Prysmian-Draka : la marche de la dignité ouvrière

Samedi 25 novembre.

ll est 14 heures. Devant les grilles fermées de l’usine Prysmian-Draka, la foule se réunit. Quelques jours plus tôt, la direction annonçait, à la surprise générale, la fermeture prochaine de ce site industriel qui fait dans les câbles et la fibre optique. Un nouveau choc pour l’industrie calaisienne, quelques mois après les fermetures de Meccano et Synthexim. Une série noire qui vaut désormais à la ville de Calais d’être qualifiée de “friche industrielle”. 

Au premier rang du cortège qui s’apprête à s’élancer dans les rues de la ville, les salarié·es de Prysmian, veste orange sur le dos, déploient leur banderole et rappellent les dégâts : “131 salariés sur le carreau ! Encore bravo et merci pour le cadeau de Noël !”. Avec eux marchent leurs familles et celles des employé·es des entreprises sous-traitantes : Kuehne-Nagel, ISS, Cap Energie, Eiffage. Certains acceptent de nous répondre. “Ils nous ont pris ce qu’on avait de plus précieux : notre travail. Ils mettent beaucoup de gens, beaucoup de familles sur le carreau” nous dit Marc, 25 ans d’ancienneté. “On a reçu un sms lundi matin… C’est très compliqué à gérer” complète Anne-Laure, sa conjointe, sans emploi. 

À leurs côtés, les représentant·es politiques et syndicaux s’expriment. C’est à eux qu’il appartient désormais de contredire le modèle économique et la vision politique portés par Natacha Bouchart à l’échelle municipale et Xavier Bertrand à l’échelle régionale. “On ne peut pas tout miser sur la logistique, on ne peut pas tout miser sur le tourisme.

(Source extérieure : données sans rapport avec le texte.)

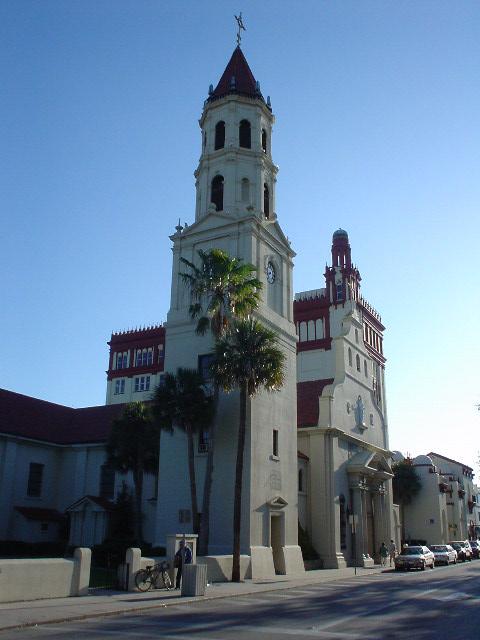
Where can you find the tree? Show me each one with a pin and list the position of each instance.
(221, 289)
(133, 445)
(406, 485)
(181, 400)
(247, 358)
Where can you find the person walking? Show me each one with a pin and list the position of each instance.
(183, 556)
(383, 554)
(392, 550)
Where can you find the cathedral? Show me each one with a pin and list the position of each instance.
(316, 451)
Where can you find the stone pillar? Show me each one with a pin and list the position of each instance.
(81, 576)
(133, 562)
(357, 507)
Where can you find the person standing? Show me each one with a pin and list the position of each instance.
(383, 554)
(392, 550)
(183, 556)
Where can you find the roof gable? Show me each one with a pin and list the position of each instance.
(36, 419)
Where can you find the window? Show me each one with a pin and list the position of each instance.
(161, 352)
(264, 140)
(311, 330)
(245, 190)
(300, 479)
(121, 360)
(204, 362)
(142, 383)
(219, 135)
(319, 334)
(303, 331)
(184, 515)
(35, 479)
(107, 481)
(203, 441)
(217, 192)
(275, 442)
(245, 134)
(266, 201)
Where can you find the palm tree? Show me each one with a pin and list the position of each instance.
(181, 400)
(406, 485)
(221, 288)
(248, 358)
(133, 445)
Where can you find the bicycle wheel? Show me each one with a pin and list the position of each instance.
(166, 580)
(143, 580)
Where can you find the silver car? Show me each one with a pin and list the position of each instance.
(443, 553)
(414, 558)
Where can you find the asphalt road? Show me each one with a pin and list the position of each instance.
(443, 604)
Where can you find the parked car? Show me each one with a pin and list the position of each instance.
(414, 558)
(463, 549)
(475, 545)
(444, 553)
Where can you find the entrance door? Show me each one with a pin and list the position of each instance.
(276, 523)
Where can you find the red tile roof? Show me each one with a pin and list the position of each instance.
(40, 420)
(244, 83)
(37, 513)
(307, 401)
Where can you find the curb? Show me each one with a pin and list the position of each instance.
(187, 600)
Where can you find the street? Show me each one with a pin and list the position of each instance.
(441, 604)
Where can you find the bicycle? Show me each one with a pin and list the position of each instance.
(149, 578)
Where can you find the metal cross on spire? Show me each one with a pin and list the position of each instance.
(240, 27)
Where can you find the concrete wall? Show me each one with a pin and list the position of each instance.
(35, 578)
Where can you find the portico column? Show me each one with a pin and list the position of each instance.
(358, 511)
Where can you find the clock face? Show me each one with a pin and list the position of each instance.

Il faut aussi miser sur l’industrie car l’industrie, c’est la valeur ajoutée d’un territoire, c’est ce qui fait le salaire des gens” défend Nicolas Vernalde, élu socialiste au conseil municipal. Une critique partagée par son collègue insoumis, Jean-Philippe Lannoy, qui renchérit : “Comment se fait-il que la maire de Calais n’ait pas un pied dans les entreprises et les usines importantes de Calais ? Il y a un problème ! C’est pas possible que la maire de Calais apprenne une fermeture d’usine comme nous dans la presse!” lâche-t-il. Les coups portés annoncent le ton d’un débat long et rugueux sur les causes et les responsabilités de l’effondrement en cours de l’industrie calaisienne. 

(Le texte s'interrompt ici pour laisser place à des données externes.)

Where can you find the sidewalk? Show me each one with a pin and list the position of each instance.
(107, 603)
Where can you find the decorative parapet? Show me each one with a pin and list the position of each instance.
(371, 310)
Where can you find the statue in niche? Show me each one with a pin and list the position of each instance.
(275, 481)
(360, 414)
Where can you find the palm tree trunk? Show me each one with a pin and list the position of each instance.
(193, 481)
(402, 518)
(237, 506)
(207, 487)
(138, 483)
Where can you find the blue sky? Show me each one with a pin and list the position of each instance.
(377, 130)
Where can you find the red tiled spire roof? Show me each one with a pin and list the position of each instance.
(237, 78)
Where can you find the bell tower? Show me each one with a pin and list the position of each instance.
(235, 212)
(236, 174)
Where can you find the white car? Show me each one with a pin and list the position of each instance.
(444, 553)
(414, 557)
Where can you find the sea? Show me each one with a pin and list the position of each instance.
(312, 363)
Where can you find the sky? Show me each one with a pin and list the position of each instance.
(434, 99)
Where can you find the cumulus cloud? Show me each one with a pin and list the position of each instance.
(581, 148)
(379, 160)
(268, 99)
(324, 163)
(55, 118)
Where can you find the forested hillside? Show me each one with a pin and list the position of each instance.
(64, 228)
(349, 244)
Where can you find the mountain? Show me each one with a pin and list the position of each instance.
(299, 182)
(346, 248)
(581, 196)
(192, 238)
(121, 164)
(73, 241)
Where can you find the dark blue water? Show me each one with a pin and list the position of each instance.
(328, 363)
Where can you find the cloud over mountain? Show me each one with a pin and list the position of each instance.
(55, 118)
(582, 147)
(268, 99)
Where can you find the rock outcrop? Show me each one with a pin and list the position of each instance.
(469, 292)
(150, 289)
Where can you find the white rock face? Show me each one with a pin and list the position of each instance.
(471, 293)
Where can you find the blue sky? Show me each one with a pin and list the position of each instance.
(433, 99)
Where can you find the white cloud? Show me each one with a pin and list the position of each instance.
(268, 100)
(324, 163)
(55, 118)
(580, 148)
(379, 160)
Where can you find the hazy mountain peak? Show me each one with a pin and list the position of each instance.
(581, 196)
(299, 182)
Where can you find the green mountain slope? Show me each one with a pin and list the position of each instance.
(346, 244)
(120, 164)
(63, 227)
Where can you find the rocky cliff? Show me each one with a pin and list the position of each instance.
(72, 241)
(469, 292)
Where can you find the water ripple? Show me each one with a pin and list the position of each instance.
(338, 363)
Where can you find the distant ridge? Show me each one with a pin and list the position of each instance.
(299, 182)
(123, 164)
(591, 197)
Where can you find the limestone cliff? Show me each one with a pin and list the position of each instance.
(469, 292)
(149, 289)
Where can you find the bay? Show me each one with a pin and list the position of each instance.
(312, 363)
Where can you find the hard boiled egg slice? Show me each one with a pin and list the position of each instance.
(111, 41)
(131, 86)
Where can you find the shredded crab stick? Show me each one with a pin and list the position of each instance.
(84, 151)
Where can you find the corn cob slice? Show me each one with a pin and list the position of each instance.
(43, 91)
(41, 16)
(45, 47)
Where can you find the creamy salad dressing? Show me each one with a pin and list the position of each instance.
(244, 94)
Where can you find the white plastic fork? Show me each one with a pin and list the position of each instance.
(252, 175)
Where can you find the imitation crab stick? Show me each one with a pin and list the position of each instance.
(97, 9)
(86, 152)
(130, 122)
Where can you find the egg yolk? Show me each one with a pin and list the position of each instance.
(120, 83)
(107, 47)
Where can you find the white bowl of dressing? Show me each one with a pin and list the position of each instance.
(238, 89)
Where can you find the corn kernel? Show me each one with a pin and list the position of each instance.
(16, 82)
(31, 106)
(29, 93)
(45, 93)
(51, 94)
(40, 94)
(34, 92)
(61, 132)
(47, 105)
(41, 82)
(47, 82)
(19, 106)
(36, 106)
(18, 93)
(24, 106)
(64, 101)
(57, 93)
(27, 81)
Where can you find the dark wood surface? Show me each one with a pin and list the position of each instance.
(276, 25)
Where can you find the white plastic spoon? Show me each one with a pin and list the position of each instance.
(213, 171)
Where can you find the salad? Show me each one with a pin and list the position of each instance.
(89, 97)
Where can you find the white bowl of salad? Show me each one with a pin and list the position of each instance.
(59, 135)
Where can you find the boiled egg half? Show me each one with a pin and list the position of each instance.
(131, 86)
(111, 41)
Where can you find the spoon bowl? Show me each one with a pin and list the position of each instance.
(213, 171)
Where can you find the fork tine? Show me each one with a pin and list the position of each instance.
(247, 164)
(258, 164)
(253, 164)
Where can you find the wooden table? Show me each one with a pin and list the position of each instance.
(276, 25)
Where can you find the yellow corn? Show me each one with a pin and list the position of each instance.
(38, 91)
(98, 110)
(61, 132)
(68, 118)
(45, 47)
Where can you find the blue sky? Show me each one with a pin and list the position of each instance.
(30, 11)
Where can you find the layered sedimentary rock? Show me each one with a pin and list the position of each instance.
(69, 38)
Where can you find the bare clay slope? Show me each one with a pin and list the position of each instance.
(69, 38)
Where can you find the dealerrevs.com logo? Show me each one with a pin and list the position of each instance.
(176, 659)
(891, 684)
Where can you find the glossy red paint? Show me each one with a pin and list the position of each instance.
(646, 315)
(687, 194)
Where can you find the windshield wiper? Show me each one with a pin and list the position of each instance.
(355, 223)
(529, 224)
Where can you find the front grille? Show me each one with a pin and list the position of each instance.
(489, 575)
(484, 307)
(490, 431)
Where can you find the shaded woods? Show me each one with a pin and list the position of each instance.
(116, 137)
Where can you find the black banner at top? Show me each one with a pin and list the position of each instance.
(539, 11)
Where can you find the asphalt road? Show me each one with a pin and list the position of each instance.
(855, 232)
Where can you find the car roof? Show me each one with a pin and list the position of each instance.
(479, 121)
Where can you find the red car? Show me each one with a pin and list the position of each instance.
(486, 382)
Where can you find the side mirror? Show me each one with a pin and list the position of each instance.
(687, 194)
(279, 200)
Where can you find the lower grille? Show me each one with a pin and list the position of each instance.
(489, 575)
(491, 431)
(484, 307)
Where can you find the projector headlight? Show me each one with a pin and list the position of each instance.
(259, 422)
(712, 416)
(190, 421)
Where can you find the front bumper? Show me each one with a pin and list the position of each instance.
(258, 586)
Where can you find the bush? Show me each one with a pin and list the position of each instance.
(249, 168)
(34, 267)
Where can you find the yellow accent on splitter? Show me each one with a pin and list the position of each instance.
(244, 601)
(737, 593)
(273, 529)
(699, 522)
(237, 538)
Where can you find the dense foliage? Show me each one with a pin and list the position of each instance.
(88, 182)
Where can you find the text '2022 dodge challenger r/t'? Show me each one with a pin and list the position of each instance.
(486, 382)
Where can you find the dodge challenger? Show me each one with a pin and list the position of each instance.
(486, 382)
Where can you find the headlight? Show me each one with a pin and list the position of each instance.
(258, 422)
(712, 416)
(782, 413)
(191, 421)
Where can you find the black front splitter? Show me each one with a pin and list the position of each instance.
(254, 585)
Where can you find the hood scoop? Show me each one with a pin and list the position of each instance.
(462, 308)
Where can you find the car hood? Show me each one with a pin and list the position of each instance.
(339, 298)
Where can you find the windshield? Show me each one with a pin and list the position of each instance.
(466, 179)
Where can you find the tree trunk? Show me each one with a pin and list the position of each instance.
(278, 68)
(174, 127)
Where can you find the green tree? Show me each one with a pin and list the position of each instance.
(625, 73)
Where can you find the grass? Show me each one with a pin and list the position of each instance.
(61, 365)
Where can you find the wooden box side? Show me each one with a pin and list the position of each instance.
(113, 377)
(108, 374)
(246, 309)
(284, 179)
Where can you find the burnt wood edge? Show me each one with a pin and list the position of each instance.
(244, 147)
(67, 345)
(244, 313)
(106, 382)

Chez Prysmian, la moyenne d’âge des salarié·es est de 53 ans, d’après les chiffres partagés par Grégory Agneray, délégué syndical CGT. La plupart des ouvriers sont entrés aux premières années de production de l’usine, en 1987. “Que vont-ils devenir ?” s’inquiète le porte-parole des futur·es licencié·es dans son communiqué lu avant le départ de la marche. “Nous allons maintenant rentrer dans une guerre. Et si Prysmian espère récupérer ses machines en un morceau, il rêve, menace-t-il. Il va falloir maintenant qu’ils nous traitent autrement que comme de la marchandise, ils vont devoir maintenant passer à la caisse. Je terminerai par une pensée pour nos conjoint·es, nos enfants, qui à travers nous subissent dans le silence ce choc violent et se posent mille questions sur notre avenir”.